The above-mentioned cooperation in the monastery community also reached a high point in the kathina celebration. After handing over the robe material in the morning it was our traditional task to sew a robe out of it, to be finished at the latest by the next dawn, and to present it to a member of our community. But this year we didn’t have any particularly skilled seamsters on the team! The Thai monks, who are usually particularly skilled in the art, whose help we can often fall back on on these occasions, had canceled their visit due to the pandemic. That virus again! We had therefore practiced especially in the weeks before kathina and now quickly got to work. As usual with kathina robes, we chose the sabong, the smaller part of our robe set and actually managed to get it ready by midnight when we formally presented it to Ajahn Khemasiri. Midnight is already quite late by our standards, but by no means the latest finishing time in our collective kathina memories. The greatest achievement though, was that, despite some setbacks and unstitched seams, nobody lost their good mood. And at least we can say that we were much quicker over the finishing line than the Berliners with their new airport!

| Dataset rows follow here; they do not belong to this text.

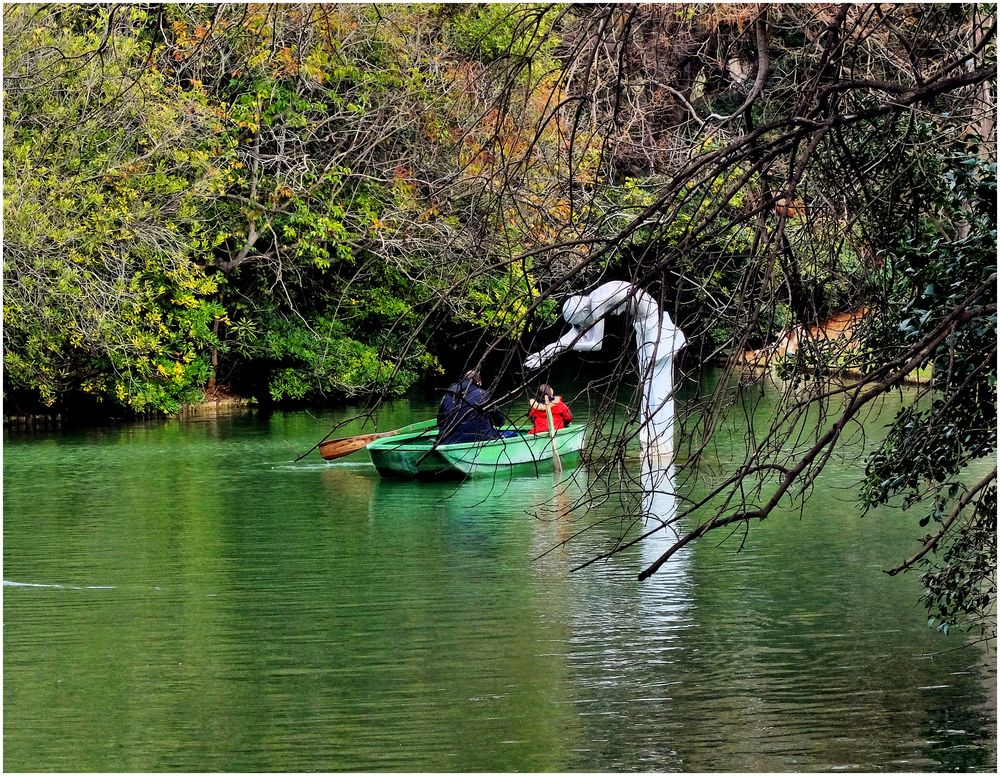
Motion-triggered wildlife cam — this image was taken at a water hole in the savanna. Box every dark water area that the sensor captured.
[3,378,996,772]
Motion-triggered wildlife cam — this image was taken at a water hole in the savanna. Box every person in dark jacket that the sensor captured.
[437,369,504,445]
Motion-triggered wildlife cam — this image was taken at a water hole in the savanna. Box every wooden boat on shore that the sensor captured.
[320,420,585,479]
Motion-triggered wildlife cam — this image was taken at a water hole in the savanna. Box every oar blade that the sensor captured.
[319,433,385,461]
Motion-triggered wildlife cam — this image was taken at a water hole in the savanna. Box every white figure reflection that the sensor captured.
[524,281,686,466]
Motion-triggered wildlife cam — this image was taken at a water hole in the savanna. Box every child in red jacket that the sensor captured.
[528,385,573,434]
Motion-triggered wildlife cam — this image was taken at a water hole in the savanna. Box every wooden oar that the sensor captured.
[319,428,401,461]
[318,420,437,461]
[545,396,562,474]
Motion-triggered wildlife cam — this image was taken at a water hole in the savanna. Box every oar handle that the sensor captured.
[545,404,562,474]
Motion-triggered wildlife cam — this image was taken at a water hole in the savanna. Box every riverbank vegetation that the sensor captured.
[3,4,996,630]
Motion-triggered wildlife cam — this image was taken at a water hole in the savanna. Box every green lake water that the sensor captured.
[3,380,996,772]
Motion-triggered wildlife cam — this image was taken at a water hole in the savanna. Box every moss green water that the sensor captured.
[3,384,996,771]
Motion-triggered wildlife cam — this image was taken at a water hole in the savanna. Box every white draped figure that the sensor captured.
[524,281,686,462]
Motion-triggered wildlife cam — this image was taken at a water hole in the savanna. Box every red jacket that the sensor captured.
[528,396,573,434]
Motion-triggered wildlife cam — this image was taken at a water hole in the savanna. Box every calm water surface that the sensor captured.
[3,382,996,771]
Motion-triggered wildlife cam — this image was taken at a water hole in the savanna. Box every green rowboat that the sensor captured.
[367,420,584,479]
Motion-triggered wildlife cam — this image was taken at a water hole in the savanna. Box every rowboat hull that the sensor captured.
[368,425,584,479]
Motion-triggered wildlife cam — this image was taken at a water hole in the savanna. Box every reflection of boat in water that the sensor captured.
[344,420,584,480]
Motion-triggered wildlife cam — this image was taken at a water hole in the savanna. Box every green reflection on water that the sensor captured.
[4,384,996,771]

Another new thing in the monastery that has nothing to do with Covid, but fortunately was not sabotaged by the virus either, is our new heating system. We have replaced our venerably old oil burner with a modern pellet heating system. Our also ecologically meaningful efforts (we are now burning certified organic bio pellets from the Bernese Oberland) were even rewarded with a grant of CHF 10,000 from the Government. The installation was an enormous project by our standards, which we looked forward to with some concern. Mainly because, due to a lack of space, the pellet tank could only be buried under the parking lot. That took a truly huge hole! And since we are known to be on the overgrown moraine of an Ice Age glacier, which consists mainly of rocks of various sizes, we were concerned about what the construction workers would find under the parking lot and how well they could handle it. Well, they actually found three large rocks that were in the way of our planned tank location, but just so on the edge of the planned position that they were not really a problem for our excavator operator and his “toy” with a powerful jackhammer attachment. In the end, our skilled construction workers and craftsmen cleared all obstacles out of the way, we have an excellent heating system again and we can feel extra good thanks to our contribution to climate protection.

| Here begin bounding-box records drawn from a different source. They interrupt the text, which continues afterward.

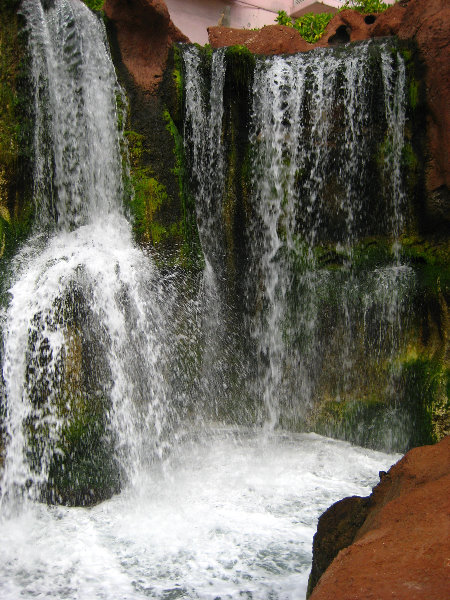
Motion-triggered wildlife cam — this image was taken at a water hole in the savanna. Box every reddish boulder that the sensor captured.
[310,436,450,600]
[103,0,189,93]
[316,10,373,47]
[208,25,314,54]
[370,2,408,37]
[398,0,450,227]
[208,27,256,48]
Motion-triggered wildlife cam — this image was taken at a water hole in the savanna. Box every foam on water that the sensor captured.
[0,429,398,600]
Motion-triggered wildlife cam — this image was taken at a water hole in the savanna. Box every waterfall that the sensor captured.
[183,41,414,447]
[0,0,409,600]
[1,0,170,503]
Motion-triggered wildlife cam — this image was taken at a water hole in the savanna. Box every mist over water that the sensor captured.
[0,0,409,600]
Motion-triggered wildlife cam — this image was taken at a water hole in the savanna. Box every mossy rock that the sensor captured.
[26,286,121,506]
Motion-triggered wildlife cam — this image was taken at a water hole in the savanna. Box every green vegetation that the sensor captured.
[125,131,173,246]
[275,10,334,44]
[340,0,389,14]
[83,0,105,12]
[0,0,33,258]
[275,0,398,44]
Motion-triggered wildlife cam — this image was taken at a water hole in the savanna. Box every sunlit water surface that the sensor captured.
[0,429,399,600]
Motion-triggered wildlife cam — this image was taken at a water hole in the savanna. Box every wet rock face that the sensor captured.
[103,0,189,93]
[208,25,314,54]
[310,436,450,600]
[398,0,450,231]
[208,0,450,232]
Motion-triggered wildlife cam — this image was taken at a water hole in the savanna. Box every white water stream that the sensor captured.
[0,429,397,600]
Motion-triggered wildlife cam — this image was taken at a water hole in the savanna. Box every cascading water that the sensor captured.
[250,42,413,445]
[183,41,414,447]
[1,0,169,502]
[0,0,396,600]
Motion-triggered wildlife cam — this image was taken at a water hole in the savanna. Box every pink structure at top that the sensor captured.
[165,0,395,44]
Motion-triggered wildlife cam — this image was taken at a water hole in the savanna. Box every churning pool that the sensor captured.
[0,429,399,600]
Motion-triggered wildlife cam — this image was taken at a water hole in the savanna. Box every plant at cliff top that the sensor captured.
[83,0,105,12]
[275,10,334,44]
[340,0,389,13]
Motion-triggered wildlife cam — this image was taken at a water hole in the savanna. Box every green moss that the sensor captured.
[225,45,255,97]
[339,0,389,14]
[402,357,450,446]
[163,110,202,269]
[409,79,420,109]
[0,1,34,258]
[83,0,105,12]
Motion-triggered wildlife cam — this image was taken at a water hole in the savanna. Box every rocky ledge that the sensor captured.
[308,436,450,600]
[208,0,450,231]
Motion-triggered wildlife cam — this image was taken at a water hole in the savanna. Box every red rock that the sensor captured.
[208,25,313,54]
[103,0,189,93]
[370,3,407,37]
[398,0,450,227]
[316,10,372,47]
[310,436,450,600]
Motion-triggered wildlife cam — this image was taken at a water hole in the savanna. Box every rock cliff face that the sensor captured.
[309,436,450,600]
[208,0,450,231]
[103,0,189,93]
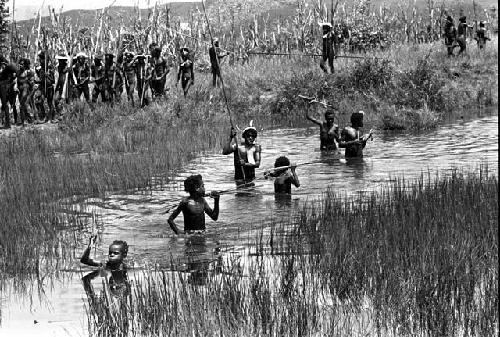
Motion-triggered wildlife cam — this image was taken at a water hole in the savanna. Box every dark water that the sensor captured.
[0,111,498,336]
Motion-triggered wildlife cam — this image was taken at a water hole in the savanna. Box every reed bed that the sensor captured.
[88,167,499,336]
[0,34,498,275]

Due to the current uncertain situation, we are taking a little more time this autumn to plan our program for next year, but will soon start to publish the first planned dates on the website. In some cases it will only become clear next year to what extent and in what format (in the monastery or via video transmission) the planned events can take place.
We hope, however, that you will stay in contact in one way or another and that things will soon level out to the point where we can reopen the monastery as usual not too long after our winter retreat (from the beginning of January to the end of March).